TITLE:Diamonds in the Sky
RATING:PG
FANDOMS: Firefly
PAIRING:Inara/River
SUMMARY:On melting points, and what stars are made of.
AUTHOR’S NOTES:Written for the
She is valuable property.
The man on the other side of the table, the man in the white coat, picks up a new card from the stack in front of him. He holds it up, blank side to her.
“Circle,” she says.
The man turns the card around briefly, shows her the circle on the other side. He places that card face down on the table, picks up another from the stack.
“Star.”
***
At the same time, under different stars, Inara stands on a balcony of the companion’s academy, pulling the silk of her shawl around her bare shoulders, looking up at the constellations sprinkling the indigo sky. She hears Nandi’s bare feet on the stone tiles, but doesn’t turn to her even when Nandi places her hands on Inara’s shoulders.
“You should be sleeping,” Nandi says.
“I wake up when the moon rises,” Inara says.
Nandi smiles. “You’re in the right line of work.”
Inara doesn’t smile. She wonders how cold it is up in space. She could step off the balcony and climb into the sky, using the stars as stairs and handholds. She would drop her shawl and ice would form like armor over her skin, until she was as crystalline and perfect as a star herself.
***
On Serenity, Inara makes nian gao, places a warm sticky bun in River’s hand. River bites into it, its flesh supple, sweet.
“Good, mei mei?” she asks, and River nods enthusiastically with her cheeks full. Inara laughs, gently wipes away a smear of sugar from the corner of River’s mouth.
River swallows, and regards Inara, her face suddenly serious.

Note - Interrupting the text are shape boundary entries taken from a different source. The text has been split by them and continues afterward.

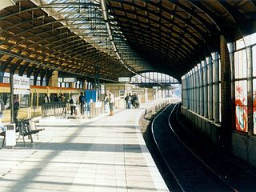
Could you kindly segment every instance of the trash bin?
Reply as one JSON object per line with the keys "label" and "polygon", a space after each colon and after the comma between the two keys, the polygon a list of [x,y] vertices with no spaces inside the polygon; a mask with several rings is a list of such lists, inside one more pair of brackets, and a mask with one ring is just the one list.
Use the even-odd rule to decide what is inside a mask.
{"label": "trash bin", "polygon": [[6,146],[16,146],[15,124],[6,125]]}

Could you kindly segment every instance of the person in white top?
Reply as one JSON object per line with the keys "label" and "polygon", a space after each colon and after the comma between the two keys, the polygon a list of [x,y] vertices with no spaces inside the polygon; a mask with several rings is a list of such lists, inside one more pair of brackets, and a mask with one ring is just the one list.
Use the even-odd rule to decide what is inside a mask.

“Sugar does not have a fixed melting point,” she says. “As sugar is heated, its molecules decompose.”
Inara nods. “Okay,” she says.
River chews her bun. “There are other things like that,” she says.
Inara nods, lowers her eyes. Her cheeks flush.
“Sometimes,” River says, “as heat is applied, sugar becomes brittle and cracks. It cannot be held together.”
Inara holds her breath.
“But then,” River continues, “other times, sugar sets, hardens. If you bite through a toffee, it will break your teeth.”
Inara looks up. She suspects River is the latter, and she is the former.
River plucks the images out of Inara’s head. She sees Inara on the balcony of the companion’s academy, wishing to step into the sky and be made of stars. But stars are not diamonds, as Inara saw them. Stars are burning orbs of plasma held together by their own gravity.
Inara will never be a diamond. But she is already a star—burning brilliantly, held together by her own will.
River has never seen anything more beautiful.
River swallows the last of her sweet, sticky nian gao. She leans in, places her head on Inara’s shoulder. Inara exhales, relaxing, and folds her arms around River.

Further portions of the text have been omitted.